Berpuluh-puluh jutaan detik sudah kita habiskan bersama, walau tak sepenuhnya berisi kesenangan. Tetapi dari sana kita saling belajar, inilah cinta sebenarnya yang tak selamanya indah. Aku belajar dengan kekanak-kanakanku dan egoku, serta kamu yang belajar dengan caramu sendiri yang sampai sekarang aku tak pernah tau seperti apa. Kita masih tersenyum saat itu, masih saling berusaha lebih dalam memahami isi hati masing-masing,dan juga masih melempar kemesraan satu sama lain yang tanpa kita sadari sebenarnya kita hanya berusaha saling menutupi kemungkinan yang akan terjadi dengan kisah cinta kita. Ya, waktu itu di dalam hati kita masing-masing sebenarnya sudah terlihat jelas tentang ujung dari romansa ini, kita saja yang berusaha menekan terlalu kencang agar semua kemungkinan itu hanya sebuah ilusi dan keinginan mempertahankan yang masih terlalu besar di benak kita. Sebenarnya kita sudah melakukan hal egois bersama-sama bukan?

Waktu berlalu, masih dengan senyum dan kehangatan kita yang tanpa kita sadari itu hanya ruang kosong yang hanya diisi oleh omong kosong belaka. Sebenarnya kita terlalu sibuk dengan dunia kita masing-masing. Aku dengan keegoisanku, dan kamu dengan waktu berhargamu. Tanpa disadari kita tinggal berdua di dalam rumah yang selama ini kita namai "cinta" tapi kita sendiri jarang berada di dalamnya. Rupanya selama ini kita salah langkah, kita hanya sibuk saling mencintai tanpa belajar bertahan di satu hati yang sudah tak punya cinta lagi. Dan seiring berjalannya waktu cinta kita dikalahkan oleh ego masing-masing. Ya, cinta kita kalah telak.

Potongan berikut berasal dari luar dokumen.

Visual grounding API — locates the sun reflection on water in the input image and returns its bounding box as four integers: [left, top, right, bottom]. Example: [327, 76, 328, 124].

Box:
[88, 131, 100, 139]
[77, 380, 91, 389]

Beberapa malam membuat satu pertanyaan yang tak akan pernah terjawab selalu menghantuiku atau mungkin kamu juga, entahlah. Sebuah pertanyaan kecil yang terlalu menusuk. Dulu, bukankah kita selalu mencari alasan agar dapat bersama lalu kenapa tidak gunakan bermacam alasan yang bisa saja kita cari agar kita tetap bersama?

Tahun berganti, tapi aku masih saja merasa berada di hati yang dulu kita singgahi berdua, bedanya kini hanya ada aku tanpa kamu bahkan kita. Kamu menghilang entah kemana, mungkin kamu sudah punya hati baru untuk singgah, entahlah. Beberapa tahun aku hanya diam di dalamnya dengan segala macam kegelisahan, kepedihan dan mungkin sesal. Bagaimana bisa kita yang dahulu sebegitu hangatnya bisa terasa sedingin ini sekarang. 

Bosanku menumpuk, selama ini hanya sepi yang ada di sini di hati ini. Sesekali aku mencoba keluar dari sana menyentuh udara yang menyegarkan, hingga aku mulai merasa tenang. Aku mulai nyaman berada di luar sini, tanpa ada perasaan terkurung sendirian. Aku bahagia berada di luar sini, banyak pohon dan pemandangan indah yang bisa aku nikmati. Sesekali ada beberapa sosok baru yang bergantian menawarkan hatinya untuk disinggahi berdua. Tapi rasanya aku belum memerlukan itu semua, yang ingin aku capai sekarang hanyalah kebahagiaan yang akan datang. Masa depan.

Seorang sahabat pernah menawariku untuk kembali ke hati kita dahulu, tapi aku enggan. Karena aku tahu walaupun sekarang hati itu diisi oleh kita berdua kembali, di dalamnya tak akan pernah sama seperti waktu kita pertama kali menempatinya. Waktu sudah merubah segalanya, bahkan perasaan kita, dan aku sudah cukup sakit merasakan kehilangan kamu sekali seumur hidupku. Sekali, dan tak sanggup untuk yang kedua kali.